De la pêche à l’aquaculture
Sourire charmeur et regard pétillant, l’homme pouvait aussi piquer de saintes colères. Comme en 1987, quand il démissionna avec fracas de la présidence de l’Adir, s’estimant insuffisamment soutenu par les pouvoirs publics alors que le groupe Elf Aquitaine implantait une filiale concurrente à La Réunion. Exigeant envers lui-même comme envers les autres, il savait susciter la fidélité. Quelques piliers de son équipe –Guy Brun, Jean-Louis Guilloux, Hassim Onian, Ahmad Kathrada… – l’ont accompagné pendant plusieurs décennies.
Abdéali Goulamaly entretenait également une passion héréditaire pour la mer, que ses ancêtres avaient tant de fois traversée pour commercer entre le Gujarat et Madagascar. Son grand-père avait autrefois constitué une flottille de pêche à Nosy Be et la pêche fut le premier axe de diversification du fondateur de Mauvilac, en 1986, quand il racheta l’Armement des Mascareignes.
Il ne savait pas, alors, qu’une autre bataille s’annonçait : celle contre les pirates qui commençaient à écumer l’océan austral. Les armements réunionnais qui avaient obtenu l’autorisation d’exploiter en exclusivité la précieuse ressource de légine dans les eaux des îles Kerguelen et Crozet auraient pu ne jamais se relever de cette concurrence illégale. Armas et ses homologues surent finalement se faire entendre pour obtenir une surveillance efficace de la zone et la sévérité de la justice contre les pirates pris sur le fait.
Océinde, groupe international
De la pêche à l’aquaculture, il n’y a qu’un pas… de géant, qu’Abdéali Goulamaly réussit à franchir malgré tant d’obstacles en créant dans les années 1990 le premier élevage bio de crevettes du continent africain, au Mozambique.
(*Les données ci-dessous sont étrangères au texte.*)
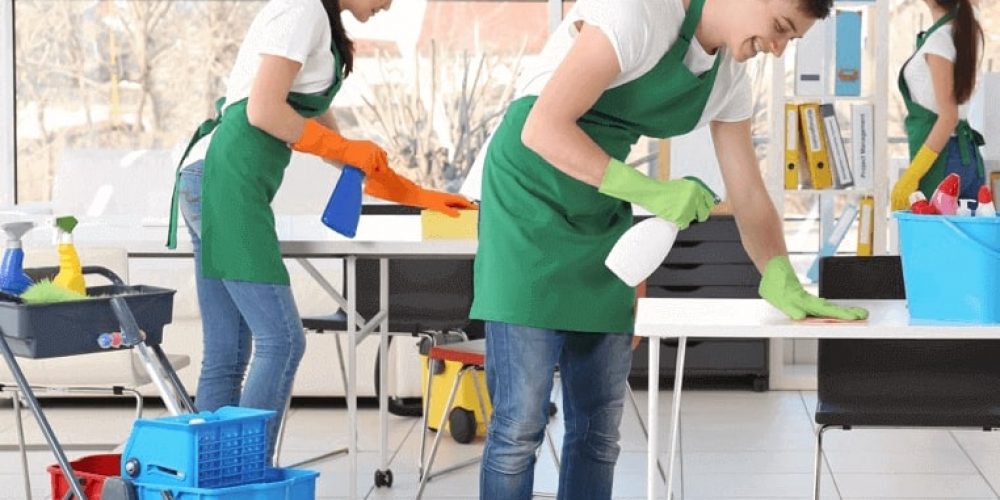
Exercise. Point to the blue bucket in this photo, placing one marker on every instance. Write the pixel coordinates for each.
(951, 267)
Toujours avoir une vision d’avance semble être la devise de l’industriel, indianocéanien autant que Réunionnais. De même, il fallait oser, il y a près de trente ans, miser sur les premières technologies numériques pour lancer une activité de dessin animé au Port (Pipangaï) aux côtés d’Alain Séraphine. Aujourd’hui, des créations réunionnaises sont primées dans les plus grands festivals d’animation.
Tout comme il fallait oser hâter le mouvement pour implanter à La Réunion un réseau de téléphonie à la norme GSM, que l’Europe découvrait à peine, au milieu des années 1990. Puis oser miser sur la fibre optique et le très haut débit, dès 2011 à La Réunion, alors que les grands opérateurs regardaient ailleurs. Grâce à l’impulsion donnée par Zeop, l’île est devenue la région de France la plus « fibrée », après la région parisienne.
Nassir et Azmina, les deux enfants d’Abdéali Goulamaly, ont pris le relais à la tête du groupe familial rebaptisé Océinde il y a une quinzaine d’années. Nassir Goulamaly pilote actuellement l’expansion internationale de Mauvilac en Afrique, le développement d’une unité de fabrication de pompes à chaleur à Montpellier et la mise en service d’un data center de grande capacité au Port. Azmina Goulamaly s’investit plus particulièrement dans le développement d’Aquapesca, l’élevage de crevettes du Mozambique, la commercialisation des produits de la mer hauts de gamme sous la marque Qwehli et le réseau de magasins Comptoir du Surgelé à La Réunion.
L’ADIR présente ses sincères condoléances à la famille de Monsieur GOULAMALY et à ses proches.